Linguistic variation in online communities: A computational perspective

Open Access
Authors
Supervisors
Cosupervisors
Award date 06-11-2020
ISBN
  • 9789464210637
Series ILLC dissertation series, DS-2020-11
Number of pages 166
Publisher Amsterdam: Institute for Logic, Language and Computation
Organisations
  • Interfacultary Research - Institute for Logic, Language and Computation (ILLC)
  • Faculty of Science (FNWI)
Abstract
The same word can be used by different people to mean different things. The observed meaning variation is not random, but determined by the social characteristics of the speakers using it. In particular, a crucial factor in determining the observed variation is the community individuals belong to. This thesis investigates meaning variation in online communities of speakers with a twofold goal: providing an empirical account of the phenomenon in online setups, and leveraging it to improve the performance of NLP models.

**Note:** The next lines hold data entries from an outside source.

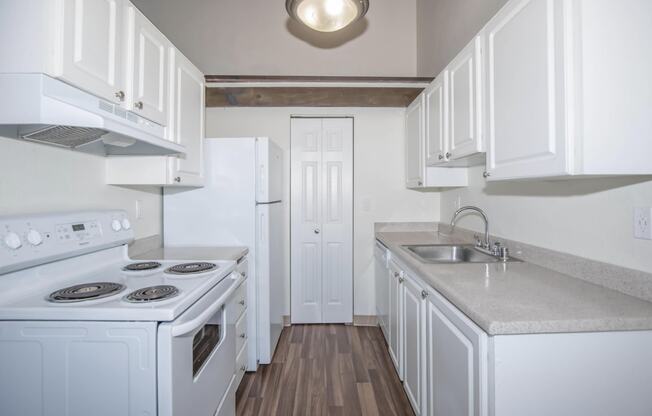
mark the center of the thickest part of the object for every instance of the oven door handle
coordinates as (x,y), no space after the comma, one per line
(198,321)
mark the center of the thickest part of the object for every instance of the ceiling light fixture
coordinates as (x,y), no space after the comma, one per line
(327,15)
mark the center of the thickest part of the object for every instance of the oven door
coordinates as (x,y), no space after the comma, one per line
(196,355)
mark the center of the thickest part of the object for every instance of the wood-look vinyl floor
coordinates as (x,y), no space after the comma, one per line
(325,370)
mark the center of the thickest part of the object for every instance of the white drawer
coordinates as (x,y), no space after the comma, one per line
(243,267)
(240,333)
(238,303)
(240,366)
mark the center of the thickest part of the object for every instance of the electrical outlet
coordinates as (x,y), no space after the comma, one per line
(643,223)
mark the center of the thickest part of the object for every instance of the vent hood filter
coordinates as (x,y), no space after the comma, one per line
(70,137)
(48,111)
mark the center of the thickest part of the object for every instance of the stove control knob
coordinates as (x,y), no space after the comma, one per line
(116,226)
(12,240)
(34,237)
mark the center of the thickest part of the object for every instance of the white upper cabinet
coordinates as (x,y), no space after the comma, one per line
(416,173)
(148,92)
(414,161)
(437,121)
(526,127)
(186,125)
(566,91)
(91,55)
(465,73)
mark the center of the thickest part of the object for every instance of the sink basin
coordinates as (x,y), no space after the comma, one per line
(459,253)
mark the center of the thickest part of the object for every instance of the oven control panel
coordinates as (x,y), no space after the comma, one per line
(27,241)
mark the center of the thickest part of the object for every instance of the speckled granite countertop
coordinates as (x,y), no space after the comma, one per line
(193,253)
(521,298)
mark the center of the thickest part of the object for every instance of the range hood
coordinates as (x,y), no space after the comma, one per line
(45,110)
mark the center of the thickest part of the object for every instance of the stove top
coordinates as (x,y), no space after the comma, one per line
(152,294)
(191,268)
(142,266)
(86,291)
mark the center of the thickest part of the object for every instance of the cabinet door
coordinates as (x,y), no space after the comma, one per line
(395,278)
(525,100)
(456,362)
(91,56)
(465,72)
(437,120)
(413,344)
(149,82)
(186,120)
(414,160)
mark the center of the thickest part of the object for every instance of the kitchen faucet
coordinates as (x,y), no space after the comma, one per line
(484,246)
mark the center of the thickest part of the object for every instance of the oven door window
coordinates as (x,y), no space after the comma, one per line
(203,345)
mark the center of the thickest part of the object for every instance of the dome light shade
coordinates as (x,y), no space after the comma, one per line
(327,15)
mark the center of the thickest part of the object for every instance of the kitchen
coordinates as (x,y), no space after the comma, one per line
(197,130)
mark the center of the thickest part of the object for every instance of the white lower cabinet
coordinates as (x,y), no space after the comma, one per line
(450,367)
(456,362)
(395,316)
(414,343)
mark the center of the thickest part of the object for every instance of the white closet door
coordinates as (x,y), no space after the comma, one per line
(337,220)
(322,218)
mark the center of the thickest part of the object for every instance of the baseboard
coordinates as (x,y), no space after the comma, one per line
(358,320)
(365,320)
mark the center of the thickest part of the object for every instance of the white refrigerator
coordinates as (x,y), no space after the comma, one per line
(240,205)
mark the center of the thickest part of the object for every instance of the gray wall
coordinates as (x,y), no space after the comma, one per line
(256,37)
(444,27)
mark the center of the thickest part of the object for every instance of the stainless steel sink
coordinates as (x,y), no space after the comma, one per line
(459,253)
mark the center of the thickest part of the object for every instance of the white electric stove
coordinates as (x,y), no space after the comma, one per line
(86,330)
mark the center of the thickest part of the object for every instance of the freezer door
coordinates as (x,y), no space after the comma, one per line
(270,261)
(269,171)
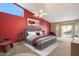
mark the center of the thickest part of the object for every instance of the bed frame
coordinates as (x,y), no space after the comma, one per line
(40,46)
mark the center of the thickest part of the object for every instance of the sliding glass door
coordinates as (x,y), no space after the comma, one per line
(76,33)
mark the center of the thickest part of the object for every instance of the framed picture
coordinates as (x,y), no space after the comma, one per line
(32,22)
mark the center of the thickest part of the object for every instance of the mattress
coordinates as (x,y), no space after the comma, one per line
(43,42)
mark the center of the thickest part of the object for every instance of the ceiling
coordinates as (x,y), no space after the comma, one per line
(57,12)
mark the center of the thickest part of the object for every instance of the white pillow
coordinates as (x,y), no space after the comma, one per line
(31,34)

I build on theoretical frameworks introduced in Linguistics and Sociolinguistics which describe meaning variation in offline communities. To investigate variation using digital data from online communities, I leverage the tools and methodologies developed in the fields of Natural Language Processing and Computational Linguistics.
The thesis consists of two parts. The first part focuses on the general research question: how to identify and represent meaning variation in online communities of speakers? In the second part, I take a task-oriented approach, as I address the question: how can social information be used to improve the performance of NLP models?
Overall, this dissertation presents an extensive study of meaning variation in online communities of speakers, making two main contributions: First, it contributes empirical confirmation of the findings of traditional sociolinguistic studies and provides new theoretical insights about meaning variation in online communities of speakers. Second, it introduces new methodologies which, by leveraging information about the social context where language is produced, help to improve the performance of NLP systems for text classification.